Building profiling support into the code
I wish (I dont know if its possible) to build profiling support into my code instead of using some external profiler. I have heard that there is some profiler api that is used by most of the profiler writers. Can that api be used to profile from within the code that开发者_如何学Go is being executed? Are there any other considerations?
If you don't want to use a regular profiler, you could have your application output performance counters.
You may find this blog entry useful to get started: http://geekswithblogs.net/.NETonMyMind/archive/2006/08/20/88549.aspx
The EQATEC Profiler builds an instrumented version of your app that will run and collect profiling statistics entirely by itself - you don't need to attach the profiler. By default your app will simply dump the statistics into plaintext xml-files.

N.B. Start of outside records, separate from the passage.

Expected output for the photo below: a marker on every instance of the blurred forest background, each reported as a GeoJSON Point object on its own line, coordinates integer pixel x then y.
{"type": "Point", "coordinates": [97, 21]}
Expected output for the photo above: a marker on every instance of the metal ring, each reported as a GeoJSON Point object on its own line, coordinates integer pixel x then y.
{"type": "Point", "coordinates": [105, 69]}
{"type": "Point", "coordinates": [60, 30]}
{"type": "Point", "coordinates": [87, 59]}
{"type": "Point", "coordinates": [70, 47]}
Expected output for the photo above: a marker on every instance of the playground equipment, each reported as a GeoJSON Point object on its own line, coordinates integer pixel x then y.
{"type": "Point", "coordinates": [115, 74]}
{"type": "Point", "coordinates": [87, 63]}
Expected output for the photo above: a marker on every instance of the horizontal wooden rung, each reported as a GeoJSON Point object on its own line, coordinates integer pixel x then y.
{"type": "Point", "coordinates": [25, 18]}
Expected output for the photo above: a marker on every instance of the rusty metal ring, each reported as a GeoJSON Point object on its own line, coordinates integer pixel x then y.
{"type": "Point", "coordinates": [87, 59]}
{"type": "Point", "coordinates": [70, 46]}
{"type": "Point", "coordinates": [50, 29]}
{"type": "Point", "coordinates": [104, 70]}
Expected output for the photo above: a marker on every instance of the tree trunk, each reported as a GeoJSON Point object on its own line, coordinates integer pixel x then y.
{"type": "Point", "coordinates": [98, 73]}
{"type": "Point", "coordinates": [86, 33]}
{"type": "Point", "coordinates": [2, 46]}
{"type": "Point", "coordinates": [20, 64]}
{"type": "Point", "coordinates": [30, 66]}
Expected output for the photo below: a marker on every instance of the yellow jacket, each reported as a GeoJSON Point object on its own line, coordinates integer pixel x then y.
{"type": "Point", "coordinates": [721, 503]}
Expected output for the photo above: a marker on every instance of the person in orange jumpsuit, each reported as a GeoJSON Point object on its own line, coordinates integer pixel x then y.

This means that you can build a profiled version of your app, deploy it at your customer's site, and have them run it and send back the statistics-reports to you. No need for them to install anything special or run a profiler or anything.
Also, if you can reach your deployed app's machine via a network-connection and it allows incoming connections then you can even take snapshots of the running profiled app yourself, sitting at home with the profiler. All you need is a socket-connection - you decide the port-number yourself and the control-protocol itself is plain http, so it's pretty likely to make it past even content-filtering gateways.
The .NET framework profiler API is a COM object that intercepts calls before .NET handles them. My understanding is that it cannot be hosted in managed (C#) code.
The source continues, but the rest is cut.